長瀬:私たちが目指しているのは、エンジニアが直接FC町田ゼルビアの勝利に貢献できる組織です。単にデータを分析してレポートを提出したり、システムを開発して納品したりするだけではありません。自分たちが作ったものが、監督やコーチの判断に影響し、その結果として試合が変わっていく。そこまで現場に入り込みながら価値を出していきたいと思っています。

実際に、試合中の意思決定支援まで踏み込んでいる取り組みは、まだ多くありません。だからこそ、技術を作るだけではなく、「どうすれば現場で使われるのか」まで一緒に考えられるチームを作っていきたいと思っています。それが、一般的なDX支援との大きな違いだと感じています。

數見:スポーツテックの領域は、まだ正解が確立されていない世界です。だからこそ、技術力だけではなく、スポーツそのものへの興味や、現場に飛び込んでいく姿勢がすごく大事だと思っています。

実際に、ピッチのそばで監督やコーチの会話を聞きながら、自分たちが作った分析やシステムが試合中の判断に使われていく。その距離感で開発できる環境は、なかなかありません。

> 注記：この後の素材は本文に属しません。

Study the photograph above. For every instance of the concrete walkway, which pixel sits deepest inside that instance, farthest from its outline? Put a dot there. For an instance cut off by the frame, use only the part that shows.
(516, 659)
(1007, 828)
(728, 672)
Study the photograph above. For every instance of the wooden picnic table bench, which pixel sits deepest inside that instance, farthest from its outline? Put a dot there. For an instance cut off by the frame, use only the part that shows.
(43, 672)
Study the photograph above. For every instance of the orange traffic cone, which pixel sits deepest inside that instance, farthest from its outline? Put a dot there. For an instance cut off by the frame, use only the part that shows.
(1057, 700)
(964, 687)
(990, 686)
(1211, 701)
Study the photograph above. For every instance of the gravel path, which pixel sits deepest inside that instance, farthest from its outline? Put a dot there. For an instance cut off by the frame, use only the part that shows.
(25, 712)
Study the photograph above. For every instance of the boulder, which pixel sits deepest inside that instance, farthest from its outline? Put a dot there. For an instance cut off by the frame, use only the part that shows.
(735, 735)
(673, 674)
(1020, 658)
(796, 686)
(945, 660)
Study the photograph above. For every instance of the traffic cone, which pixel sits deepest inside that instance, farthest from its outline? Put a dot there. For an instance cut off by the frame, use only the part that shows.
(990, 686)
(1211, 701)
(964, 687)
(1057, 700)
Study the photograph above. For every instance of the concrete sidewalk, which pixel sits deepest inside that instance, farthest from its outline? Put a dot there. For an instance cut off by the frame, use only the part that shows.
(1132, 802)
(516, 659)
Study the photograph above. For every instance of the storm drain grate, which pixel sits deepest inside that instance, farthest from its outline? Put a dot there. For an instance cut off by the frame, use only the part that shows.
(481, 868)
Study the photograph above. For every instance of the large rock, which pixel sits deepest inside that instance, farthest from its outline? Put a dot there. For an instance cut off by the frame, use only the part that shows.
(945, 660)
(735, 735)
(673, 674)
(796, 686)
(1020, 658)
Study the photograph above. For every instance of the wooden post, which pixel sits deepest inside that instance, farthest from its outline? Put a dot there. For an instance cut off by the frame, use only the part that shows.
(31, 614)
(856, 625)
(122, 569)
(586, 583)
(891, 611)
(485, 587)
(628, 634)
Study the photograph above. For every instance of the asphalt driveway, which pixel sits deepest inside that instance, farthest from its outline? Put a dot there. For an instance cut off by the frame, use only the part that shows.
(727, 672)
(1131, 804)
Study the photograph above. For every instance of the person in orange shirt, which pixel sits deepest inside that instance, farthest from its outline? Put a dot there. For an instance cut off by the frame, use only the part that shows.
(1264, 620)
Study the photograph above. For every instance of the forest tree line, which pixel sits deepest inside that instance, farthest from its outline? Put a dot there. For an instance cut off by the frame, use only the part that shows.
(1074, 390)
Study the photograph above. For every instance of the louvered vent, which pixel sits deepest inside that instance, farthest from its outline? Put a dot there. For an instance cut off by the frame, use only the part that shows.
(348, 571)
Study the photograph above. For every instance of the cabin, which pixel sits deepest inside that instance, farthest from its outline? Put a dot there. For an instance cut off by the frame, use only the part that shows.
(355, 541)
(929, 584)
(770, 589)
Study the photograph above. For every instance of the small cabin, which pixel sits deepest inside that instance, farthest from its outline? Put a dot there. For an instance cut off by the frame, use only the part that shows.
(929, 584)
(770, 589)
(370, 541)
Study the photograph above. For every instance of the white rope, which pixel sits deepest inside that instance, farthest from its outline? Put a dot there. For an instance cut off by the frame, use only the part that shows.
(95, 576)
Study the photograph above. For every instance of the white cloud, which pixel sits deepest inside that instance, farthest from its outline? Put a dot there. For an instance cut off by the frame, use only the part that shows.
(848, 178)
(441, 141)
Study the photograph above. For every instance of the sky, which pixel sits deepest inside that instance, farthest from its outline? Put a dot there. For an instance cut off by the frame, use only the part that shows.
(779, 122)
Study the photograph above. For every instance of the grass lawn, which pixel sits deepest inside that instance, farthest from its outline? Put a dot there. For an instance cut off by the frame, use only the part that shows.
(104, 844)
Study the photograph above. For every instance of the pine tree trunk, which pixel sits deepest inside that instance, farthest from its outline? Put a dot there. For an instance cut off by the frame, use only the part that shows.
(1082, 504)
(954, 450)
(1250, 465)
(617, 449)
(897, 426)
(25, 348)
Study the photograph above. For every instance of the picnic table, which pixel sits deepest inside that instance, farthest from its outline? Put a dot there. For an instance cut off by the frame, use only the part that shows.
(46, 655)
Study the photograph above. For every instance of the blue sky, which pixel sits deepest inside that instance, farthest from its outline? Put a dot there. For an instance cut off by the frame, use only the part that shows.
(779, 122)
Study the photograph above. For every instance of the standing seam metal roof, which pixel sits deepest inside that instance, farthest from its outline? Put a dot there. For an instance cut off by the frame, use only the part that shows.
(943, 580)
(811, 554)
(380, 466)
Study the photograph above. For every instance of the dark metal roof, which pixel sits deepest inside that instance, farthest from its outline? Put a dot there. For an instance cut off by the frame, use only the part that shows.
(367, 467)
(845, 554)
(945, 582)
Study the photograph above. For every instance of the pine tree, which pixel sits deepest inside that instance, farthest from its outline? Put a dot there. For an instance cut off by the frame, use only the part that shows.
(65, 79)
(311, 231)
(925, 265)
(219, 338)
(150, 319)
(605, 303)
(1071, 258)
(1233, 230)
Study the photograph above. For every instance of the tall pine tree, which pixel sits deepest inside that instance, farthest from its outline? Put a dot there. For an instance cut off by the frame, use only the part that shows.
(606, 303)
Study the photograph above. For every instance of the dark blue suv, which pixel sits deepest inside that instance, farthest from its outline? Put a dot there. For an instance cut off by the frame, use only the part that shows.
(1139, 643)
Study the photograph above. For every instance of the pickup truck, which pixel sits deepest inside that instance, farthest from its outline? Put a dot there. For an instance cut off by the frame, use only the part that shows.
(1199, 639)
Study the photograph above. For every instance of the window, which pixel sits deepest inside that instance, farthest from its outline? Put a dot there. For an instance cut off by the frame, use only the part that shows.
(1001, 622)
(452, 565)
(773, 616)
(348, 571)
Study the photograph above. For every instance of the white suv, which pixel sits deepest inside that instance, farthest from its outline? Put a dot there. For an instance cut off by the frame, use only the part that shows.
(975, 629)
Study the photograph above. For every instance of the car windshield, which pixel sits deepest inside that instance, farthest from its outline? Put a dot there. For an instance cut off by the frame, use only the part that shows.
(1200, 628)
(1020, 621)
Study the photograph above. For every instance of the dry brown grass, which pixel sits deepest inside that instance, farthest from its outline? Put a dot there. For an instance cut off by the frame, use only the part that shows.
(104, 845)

この領域には、まだ教科書も正解もありません。だからこそ、自分たちで試行錯誤しながら、新しいやり方を作っていける面白さがあります。

:FC町田ゼルビアは、1989年に誕生したクラブで、2012年にJリーグへ参入して以降、Jリーグの舞台でも着実に歴史を積み重ねてきました。この1年間で、データやテクノロジーの活用も大きく前進してきたと感じています。

ただ、まだ完成形だとは思っていません。現場もサイバーエージェントの皆さんも、「もっと良いものを作りたい」という思いで、一緒に取り組み続けています。データ基盤を積み上げながら、意思決定の精度を少しずつ高めていく。その積み重ねの先に、サッカーの新しい常識を作れる可能性があると感じています。

數見:スポーツとデータを掛け合わせたいと思っているエンジニアにとって、今はまさにチャレンジできるタイミングだと思っています。リアルなスポーツの現場に入り込み、まだ誰も正解を持っていない領域に挑戦できる。そんな環境は多くありません。

実際に、「スポーツテックの未来を自分たちで作りたい」という思いを持ったエンジニアが、少しずつ集まり始めています。スポーツテックという領域が、サイバーエージェントのエンジニアにとって新しい挑戦の場になり始めています。